Dec 22, 2008

Which endpoint protection products stop IE Exploits?

During the week of Dec 15-18, NSS Labs conducted a series of tests of popular anti-malware and endpoint protection products to evaluate their ability to protect clients from exploits targeting the IE vulnerability. The results are somewhat surprising, showing a broad lack of protection from current enterprise products. Admins are advised to read this and address any gaps ASAP.

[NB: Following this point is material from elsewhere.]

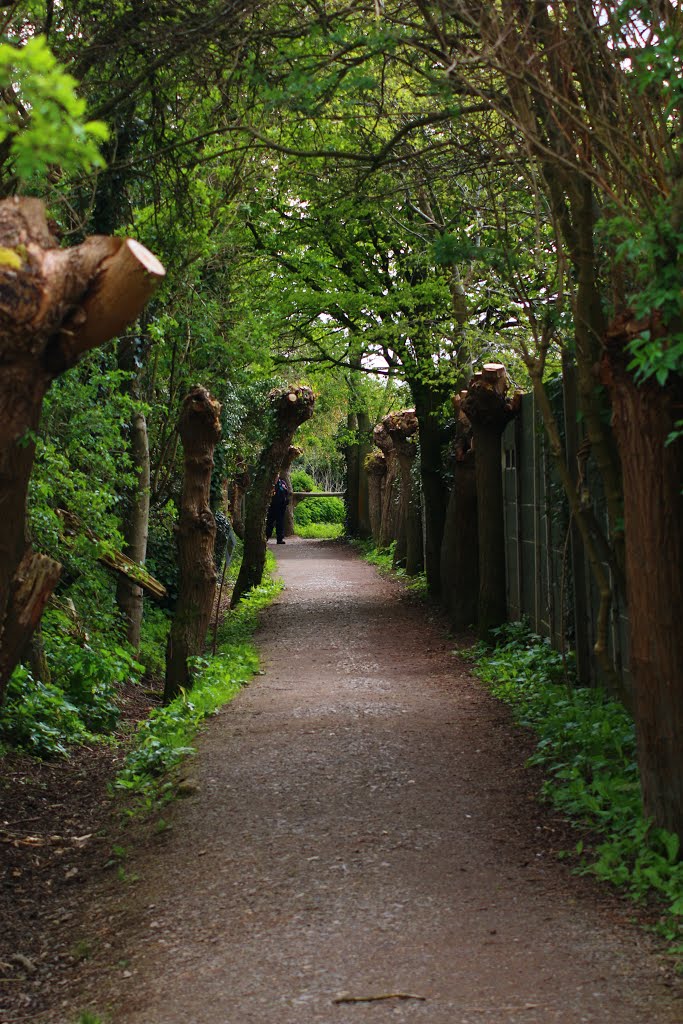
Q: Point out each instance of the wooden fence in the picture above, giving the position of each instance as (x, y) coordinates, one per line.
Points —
(548, 576)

Tested antivirus/anti-malware/endpoint protection products include:

  • AVG Internet Security Network Edition v8.0
  • Kaspersky Total Space Security v6.0
  • McAfee Total Protection for Endpoint
  • Sophos Endpoint Security and Control v8.0
  • Symantec Endpoint Protection 11.0.2 MR2
  • Trend Micro Officescan 8.0 SP1 R3
Read the report here.

Exploits vs Drive-by Downloads

What's a "drive-by download" anyways? Recent discussions and the flurry of media articles about the recent Microsoft Internet Explorer vulnerability have given rise to some discussion. So, we at NSS Labs decided to provide this clarification of exploits vs drive-by downloads in response to some research and discussions we've had with a number of end-users and vendors. Our recent research into the Internet Explorer exploits revealed that some vendors and enterprises were not 'framing' the problem properly.

The "drive-by download" is the result of a successful exploit. It is worth noting that the exploit could have executed any arbitrary code, including returning a shell prompt, deleting or encrypting files, etc. But, more likely than not these days, the perpetrator prefers to go unnoticed so they can continue to leverage the newest memeber of their botnet in their quest for world domination. So, more frequently we see keyloggers, trojans, and other 'quiet' culprits. Come to think of it, drive-bys are usually pretty noisy with all the shooting and screeching of tires and such.

So, when vendors and end-users talk about the "download" it can unduly shift the focus towards the result and away from the cause. There are very few exploits compared to hundreds of thousands of pieces of malware. And the exploits are easier to detect - if you are looking in the right place... Network IPS and Host IPS (which can be part of an endpoint protection product) are two great solutions.

Exploits vs Drive-by Downloads.

Dec 17, 2008

Microsoft IE7 zero day exploit - patch released

Today, just 7 days after the discovery of a critical zero-day exploit in Microsoft's popular Internet Explorer (see Microsoft Security Advisory 961051), Microsoft has released its analysis and a public patch via various Windows Update services.

We at NSS Labs has been following this closely, as live exploits have been circulating and growing rapidly, reaching more than 10,000 infected sites (TrendMicro). There are different implementations, including java script and ActiveX that exploit the XML parser in IE versions 5.01 through IE8 beta 2. See the official description and analysis from Microsoft MS08-078 for a complete list of affected versions and systems. And on the more interesting side, HD Moore at BreakingPoint Systems describes his analysis.

Dec 15, 2008

IBM’s Proventia Server for Windows v2 passes NSS Labs PCI Suitability Testing

IBM’s Proventia Server for Windows v2 has successfully passed NSS Labs’ PCI Suitability testing for Host Intrusion Prevention Systems (HIPS). The security effectiveness of Proventia Server for Windows 2.0 was excellent. NSS Labs tested the product on numerous Windows platforms, and a wide range of applications. Proventia Server for Windows 2.0 detected and blocked a total of 64 exploits (98.5%) – all of which were Attacker Initiated. Support for PCI DSS requirements was excellent. Overall, out of 58 tested requirements, the product supports 57 (98%).